Ok ve büyü atmaya devam ettiler. Yaklaşmamı engelliyorlardı.
Olamaz, dayanıklılığımı azaltmaya çalışıyor olabilirler mi?
Her halükarda, bunun bir yıpratma savaşına dönüşmesi bizim için kötü olacaktır.
Uzaktaki Orklara bakarken, birden bir iç çekiş duydum.
‘’Tatlı keder… bu derece hareketimizi sınırlamak. Ne kadar sıkıntılı bir durum.’’
‘’Bunları söyleyebilecek vaktin varsa, ne yapmamız gerektiğini söyle.’’
Myne bile, büyü ve ok yaylım ateşi tarafından bastırılıyordu. Ama ben bunu düşünürken.
‘’Eeh, uaaaaa.’’
Myne aniden baltasını yere sapladı. Büyük bir toprak yığını havaya kalktı. Görüşümüz tamamen engellendi. Bu kötü! Neden böyle bir şey yaptı!?

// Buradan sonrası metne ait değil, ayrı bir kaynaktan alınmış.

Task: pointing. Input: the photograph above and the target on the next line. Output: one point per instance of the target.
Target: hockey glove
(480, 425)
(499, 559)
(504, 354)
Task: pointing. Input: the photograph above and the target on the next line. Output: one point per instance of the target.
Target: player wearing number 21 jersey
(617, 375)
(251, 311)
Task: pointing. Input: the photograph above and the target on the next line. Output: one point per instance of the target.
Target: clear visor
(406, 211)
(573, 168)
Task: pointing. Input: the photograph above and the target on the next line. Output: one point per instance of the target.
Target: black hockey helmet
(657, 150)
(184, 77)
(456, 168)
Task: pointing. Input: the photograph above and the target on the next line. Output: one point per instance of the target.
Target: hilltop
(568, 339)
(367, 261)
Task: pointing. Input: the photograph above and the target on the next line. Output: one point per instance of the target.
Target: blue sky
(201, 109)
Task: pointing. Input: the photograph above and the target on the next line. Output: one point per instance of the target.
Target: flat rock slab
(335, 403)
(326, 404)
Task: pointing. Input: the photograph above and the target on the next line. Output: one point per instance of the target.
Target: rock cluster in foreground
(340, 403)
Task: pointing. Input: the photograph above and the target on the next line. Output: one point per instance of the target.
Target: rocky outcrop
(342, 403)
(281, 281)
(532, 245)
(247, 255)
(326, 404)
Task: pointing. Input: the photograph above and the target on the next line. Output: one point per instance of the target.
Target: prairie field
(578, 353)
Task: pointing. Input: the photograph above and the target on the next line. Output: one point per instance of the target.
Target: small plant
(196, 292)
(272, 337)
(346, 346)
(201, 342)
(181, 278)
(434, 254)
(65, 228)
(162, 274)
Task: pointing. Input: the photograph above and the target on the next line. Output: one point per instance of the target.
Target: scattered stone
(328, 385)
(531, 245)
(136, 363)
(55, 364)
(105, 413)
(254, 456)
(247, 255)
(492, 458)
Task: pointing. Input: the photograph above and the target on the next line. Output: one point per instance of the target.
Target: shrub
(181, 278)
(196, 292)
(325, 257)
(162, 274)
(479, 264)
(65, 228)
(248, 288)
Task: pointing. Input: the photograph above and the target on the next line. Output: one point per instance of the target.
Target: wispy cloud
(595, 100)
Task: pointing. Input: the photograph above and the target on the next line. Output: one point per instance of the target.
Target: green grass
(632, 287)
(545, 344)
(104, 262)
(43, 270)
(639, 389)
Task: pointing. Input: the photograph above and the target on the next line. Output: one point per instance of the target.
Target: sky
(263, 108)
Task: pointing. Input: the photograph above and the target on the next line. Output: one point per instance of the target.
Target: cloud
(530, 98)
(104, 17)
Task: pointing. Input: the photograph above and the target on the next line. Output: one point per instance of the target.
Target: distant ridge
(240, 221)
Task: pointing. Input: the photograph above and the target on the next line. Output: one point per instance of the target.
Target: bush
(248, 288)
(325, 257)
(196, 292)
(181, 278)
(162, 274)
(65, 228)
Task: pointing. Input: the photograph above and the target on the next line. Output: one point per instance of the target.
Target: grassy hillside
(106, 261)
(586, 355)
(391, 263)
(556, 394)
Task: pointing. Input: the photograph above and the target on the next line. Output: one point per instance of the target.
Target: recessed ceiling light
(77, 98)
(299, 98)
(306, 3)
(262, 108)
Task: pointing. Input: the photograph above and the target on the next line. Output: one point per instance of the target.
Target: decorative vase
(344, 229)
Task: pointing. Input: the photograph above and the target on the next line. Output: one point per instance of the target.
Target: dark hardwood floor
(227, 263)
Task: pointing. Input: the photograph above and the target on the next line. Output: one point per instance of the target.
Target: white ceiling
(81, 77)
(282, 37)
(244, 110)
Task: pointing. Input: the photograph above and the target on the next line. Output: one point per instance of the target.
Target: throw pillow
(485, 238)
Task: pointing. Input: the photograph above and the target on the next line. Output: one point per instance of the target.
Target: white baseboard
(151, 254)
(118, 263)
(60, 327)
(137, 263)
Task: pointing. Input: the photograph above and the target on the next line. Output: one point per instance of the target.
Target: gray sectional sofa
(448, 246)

Ok ve büyü yayılım ateşi kesildi, görünüşe göre toprak yığınını geçemiyorlardı.
Bu bize nefeslenmek için alan sağladı. Daha sonra, Myne elimden çekti ve beni yana doğru hareket ettirdi.
‘’Eğer orada duracaksan, görüşünü engellemenin hiçbir anlamı yoktur. Koş ve yanları sokul. Gel, bana yardım et.’’
‘’Tabii ki, saklanacak yerimiz yoksa o zaman kendimiz bir tane oluşturmalıyız! Myne’dan da beklendiği gibi!’’
‘’Bu hiçbir şey… Hiçbir şey.’’
Myne’ın yüzü kızardı ve elimi bıraktı.
O zaman ben yaparım. Greed’i tekrar kılıca çevirdim ve koşmaya başladım. Myne, öncekini geçmek üzereyken, bir parça daha koydu.
Bizi göremeyen Orkların üzgün seslerini duyabiliyordum. Şimdi, hadi karşı saldırıya geçelim.